Anche io tirai fuori la mia tesserina, non senza imbarazzo, quella scattata quando ancora avevo l’apparecchio e gli occhiali spessi.
Lui evitò di commentare –Lo perquisiamo?- chiese infine.
Andò alla vasca e si chinò sopra il cadavere ancora misterioso. Io guardavo da sopra la spalla.
Il cadavere indossava una maschera bianca. Lui la tolse con un gesto estremamente teatrale.
-La segretaria! Lo sapevo che un giorno o l’altro avrebbe cercato di uccidermi!-
-Probabilmente apparteneva ad una setta o qualcosa del genere- disse, indicando la tunica nera che indossava. Poi si mise a frugare tra le tasche del vestito.
-Ma che fai?- va bene che era un cadavere, ma, insomma, un po’ di rispetto.
-Controllo nelle tasche- ok, meglio stare zitta.

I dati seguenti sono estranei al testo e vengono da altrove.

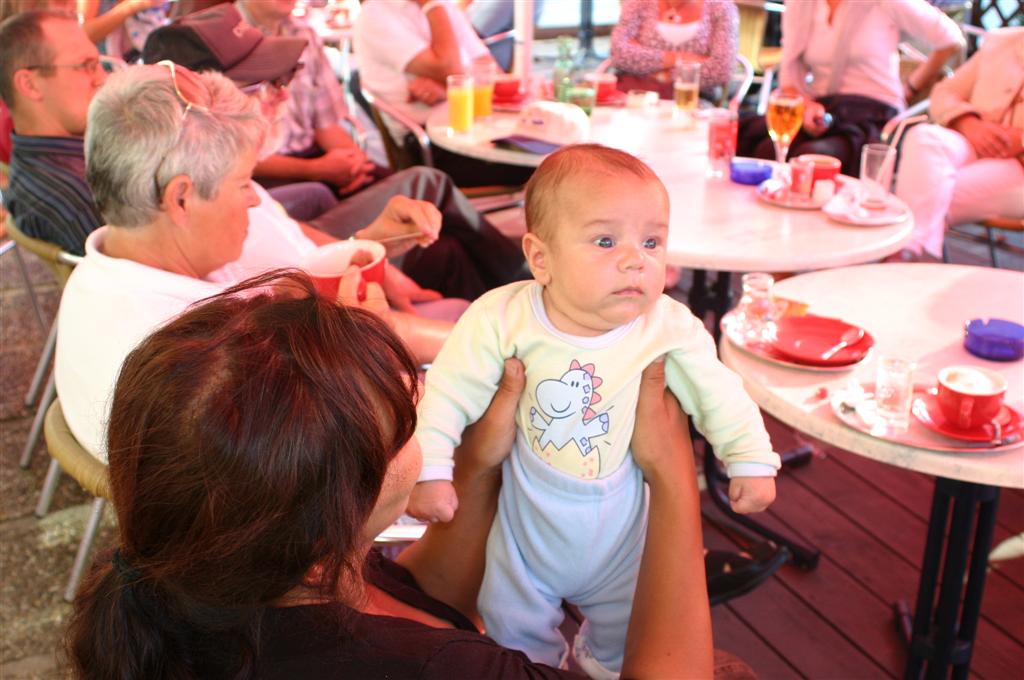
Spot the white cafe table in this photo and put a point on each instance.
(914, 311)
(715, 224)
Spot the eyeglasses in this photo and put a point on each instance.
(279, 82)
(188, 105)
(88, 66)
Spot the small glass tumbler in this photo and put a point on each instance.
(460, 95)
(894, 392)
(484, 73)
(756, 311)
(722, 127)
(877, 163)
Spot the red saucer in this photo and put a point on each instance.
(519, 97)
(926, 410)
(616, 98)
(807, 338)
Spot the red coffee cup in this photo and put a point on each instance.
(326, 265)
(507, 86)
(825, 167)
(970, 396)
(603, 83)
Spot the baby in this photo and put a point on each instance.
(571, 517)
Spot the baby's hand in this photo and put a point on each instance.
(749, 495)
(433, 501)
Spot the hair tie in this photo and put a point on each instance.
(127, 575)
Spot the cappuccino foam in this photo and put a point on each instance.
(970, 381)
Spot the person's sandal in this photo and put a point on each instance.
(733, 574)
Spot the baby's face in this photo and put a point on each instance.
(605, 252)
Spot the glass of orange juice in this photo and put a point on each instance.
(483, 87)
(460, 95)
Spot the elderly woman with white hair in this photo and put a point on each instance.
(170, 156)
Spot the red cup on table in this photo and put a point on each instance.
(327, 264)
(507, 86)
(970, 395)
(603, 84)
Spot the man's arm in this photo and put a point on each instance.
(441, 58)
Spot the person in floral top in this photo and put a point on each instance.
(652, 36)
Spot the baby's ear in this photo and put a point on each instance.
(536, 252)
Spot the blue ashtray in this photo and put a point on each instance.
(750, 171)
(994, 339)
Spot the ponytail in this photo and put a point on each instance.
(126, 627)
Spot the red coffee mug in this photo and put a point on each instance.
(825, 167)
(970, 396)
(603, 83)
(507, 86)
(326, 265)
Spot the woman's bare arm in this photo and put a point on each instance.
(448, 561)
(670, 628)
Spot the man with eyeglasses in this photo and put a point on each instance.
(470, 255)
(49, 71)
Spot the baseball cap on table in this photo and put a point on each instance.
(218, 39)
(546, 126)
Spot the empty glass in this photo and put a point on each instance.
(893, 392)
(756, 311)
(877, 162)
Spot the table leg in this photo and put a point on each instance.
(716, 298)
(939, 640)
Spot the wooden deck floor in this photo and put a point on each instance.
(868, 520)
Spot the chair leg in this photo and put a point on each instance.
(993, 248)
(44, 364)
(30, 287)
(84, 548)
(49, 394)
(49, 486)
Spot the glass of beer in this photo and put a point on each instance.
(460, 95)
(785, 117)
(687, 86)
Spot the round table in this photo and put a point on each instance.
(715, 224)
(914, 311)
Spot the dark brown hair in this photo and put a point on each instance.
(23, 44)
(554, 171)
(248, 442)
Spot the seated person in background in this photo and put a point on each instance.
(571, 515)
(470, 256)
(49, 71)
(122, 26)
(407, 50)
(50, 199)
(258, 557)
(170, 163)
(315, 146)
(971, 165)
(651, 37)
(849, 49)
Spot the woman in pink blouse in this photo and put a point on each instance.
(652, 36)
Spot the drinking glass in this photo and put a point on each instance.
(722, 127)
(877, 163)
(687, 86)
(894, 391)
(785, 117)
(460, 95)
(483, 87)
(583, 95)
(756, 311)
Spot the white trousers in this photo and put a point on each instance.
(944, 183)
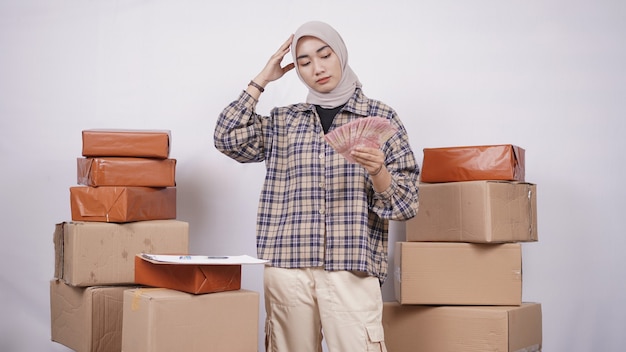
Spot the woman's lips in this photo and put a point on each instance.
(323, 80)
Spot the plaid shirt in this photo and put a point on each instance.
(317, 209)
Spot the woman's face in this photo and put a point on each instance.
(317, 64)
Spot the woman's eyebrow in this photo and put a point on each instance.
(317, 51)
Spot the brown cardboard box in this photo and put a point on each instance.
(100, 253)
(87, 319)
(131, 143)
(473, 163)
(122, 204)
(118, 171)
(475, 211)
(462, 328)
(451, 273)
(192, 278)
(163, 320)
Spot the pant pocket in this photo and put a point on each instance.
(269, 336)
(375, 338)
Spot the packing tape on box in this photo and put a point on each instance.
(134, 306)
(532, 348)
(530, 212)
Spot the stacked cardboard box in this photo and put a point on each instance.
(125, 206)
(458, 276)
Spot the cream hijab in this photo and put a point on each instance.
(349, 81)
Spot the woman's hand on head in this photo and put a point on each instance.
(273, 69)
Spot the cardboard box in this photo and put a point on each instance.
(99, 253)
(130, 143)
(162, 320)
(450, 273)
(122, 204)
(475, 211)
(474, 163)
(192, 278)
(146, 172)
(87, 319)
(462, 328)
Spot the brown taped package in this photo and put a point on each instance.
(121, 171)
(130, 143)
(410, 328)
(473, 163)
(122, 204)
(191, 278)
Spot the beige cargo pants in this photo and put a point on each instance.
(307, 305)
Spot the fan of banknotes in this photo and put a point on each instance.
(369, 132)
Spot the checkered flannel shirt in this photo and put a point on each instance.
(317, 209)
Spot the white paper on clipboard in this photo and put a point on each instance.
(202, 259)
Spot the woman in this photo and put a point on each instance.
(322, 221)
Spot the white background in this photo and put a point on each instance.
(548, 76)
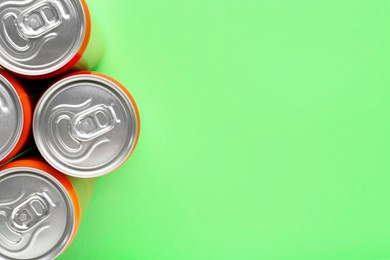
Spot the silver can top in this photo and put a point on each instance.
(38, 37)
(85, 125)
(37, 216)
(11, 117)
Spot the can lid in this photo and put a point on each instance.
(11, 117)
(36, 215)
(85, 125)
(42, 36)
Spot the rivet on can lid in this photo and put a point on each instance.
(36, 215)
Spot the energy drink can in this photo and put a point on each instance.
(86, 125)
(15, 117)
(39, 211)
(43, 38)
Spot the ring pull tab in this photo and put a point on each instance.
(77, 130)
(35, 23)
(22, 218)
(94, 122)
(31, 212)
(39, 20)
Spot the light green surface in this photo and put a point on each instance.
(265, 131)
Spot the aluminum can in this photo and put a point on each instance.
(15, 116)
(86, 125)
(43, 38)
(39, 211)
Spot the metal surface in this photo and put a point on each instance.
(11, 117)
(85, 126)
(38, 37)
(36, 215)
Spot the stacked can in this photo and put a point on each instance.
(84, 125)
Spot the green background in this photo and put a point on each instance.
(265, 131)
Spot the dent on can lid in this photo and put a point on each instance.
(11, 117)
(36, 215)
(85, 125)
(38, 37)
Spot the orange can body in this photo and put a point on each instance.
(16, 116)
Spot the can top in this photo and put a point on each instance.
(85, 125)
(11, 117)
(38, 37)
(37, 216)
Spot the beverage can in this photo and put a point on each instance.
(86, 125)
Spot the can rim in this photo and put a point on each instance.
(114, 87)
(71, 218)
(71, 58)
(20, 116)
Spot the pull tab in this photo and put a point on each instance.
(94, 122)
(31, 212)
(79, 129)
(19, 29)
(20, 219)
(39, 19)
(3, 106)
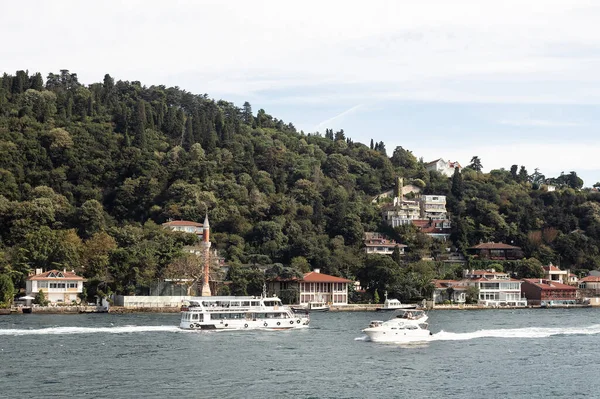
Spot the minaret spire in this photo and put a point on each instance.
(206, 245)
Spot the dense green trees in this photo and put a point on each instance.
(88, 174)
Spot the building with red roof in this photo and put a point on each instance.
(58, 286)
(554, 273)
(590, 283)
(186, 226)
(315, 287)
(548, 292)
(496, 251)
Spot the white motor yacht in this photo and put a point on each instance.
(406, 326)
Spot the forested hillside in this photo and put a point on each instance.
(88, 174)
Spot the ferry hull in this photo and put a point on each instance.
(285, 324)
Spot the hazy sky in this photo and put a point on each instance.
(513, 82)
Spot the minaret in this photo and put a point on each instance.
(206, 245)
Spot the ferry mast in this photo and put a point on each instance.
(206, 246)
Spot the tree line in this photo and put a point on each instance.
(88, 173)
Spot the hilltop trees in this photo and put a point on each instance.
(88, 174)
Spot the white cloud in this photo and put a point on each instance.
(550, 158)
(411, 48)
(541, 123)
(338, 117)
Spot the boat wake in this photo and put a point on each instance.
(89, 330)
(530, 332)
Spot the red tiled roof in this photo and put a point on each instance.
(432, 162)
(314, 277)
(494, 245)
(590, 279)
(551, 268)
(182, 223)
(478, 272)
(44, 276)
(385, 245)
(549, 285)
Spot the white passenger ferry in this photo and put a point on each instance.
(240, 313)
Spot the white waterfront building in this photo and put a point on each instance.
(58, 286)
(495, 288)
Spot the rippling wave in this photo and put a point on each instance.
(89, 330)
(530, 332)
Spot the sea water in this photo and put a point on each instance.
(528, 353)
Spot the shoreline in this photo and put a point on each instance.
(344, 308)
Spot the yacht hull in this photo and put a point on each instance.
(396, 335)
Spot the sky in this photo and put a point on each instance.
(512, 82)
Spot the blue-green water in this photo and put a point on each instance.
(533, 353)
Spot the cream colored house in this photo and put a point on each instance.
(444, 167)
(57, 286)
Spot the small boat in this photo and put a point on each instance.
(406, 326)
(394, 304)
(240, 313)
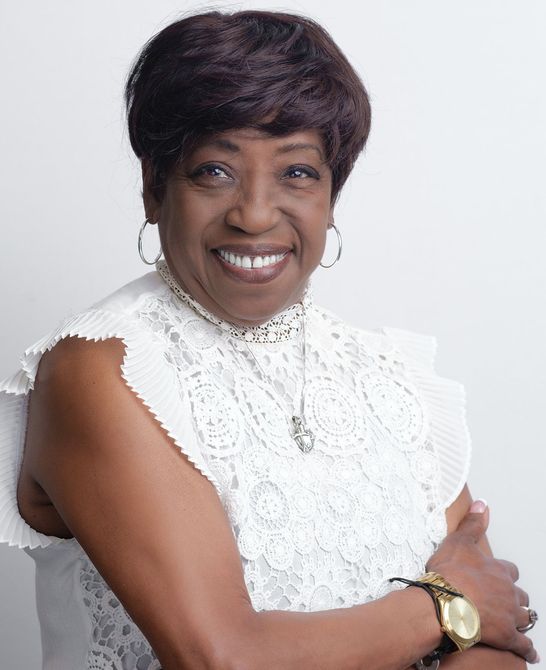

Subito dopo la sua espressione concentrata si sciolse in un sorriso trionfante. Con aria tronfia estrasse un pezzo di carta piegato e ripiegato.
Ci chinammo entrambi su di esso per esaminarlo.

NdA - Note d'Autrice:
Buongioro (o buonasera) a tutti voi che siete arrivati fin qui!
Che dire di questa fic? L'idea è stata partorita durante una noiosissima lezione a scuola, nata dalla voglia di scrivere una mia storia sui cacciatori. E' molto breve, tre capitoli che ho intenzione di postare settimanalmente.
Spero che la sotia vi sia piaciuta e ricordate, un autore recensito è un autore felice!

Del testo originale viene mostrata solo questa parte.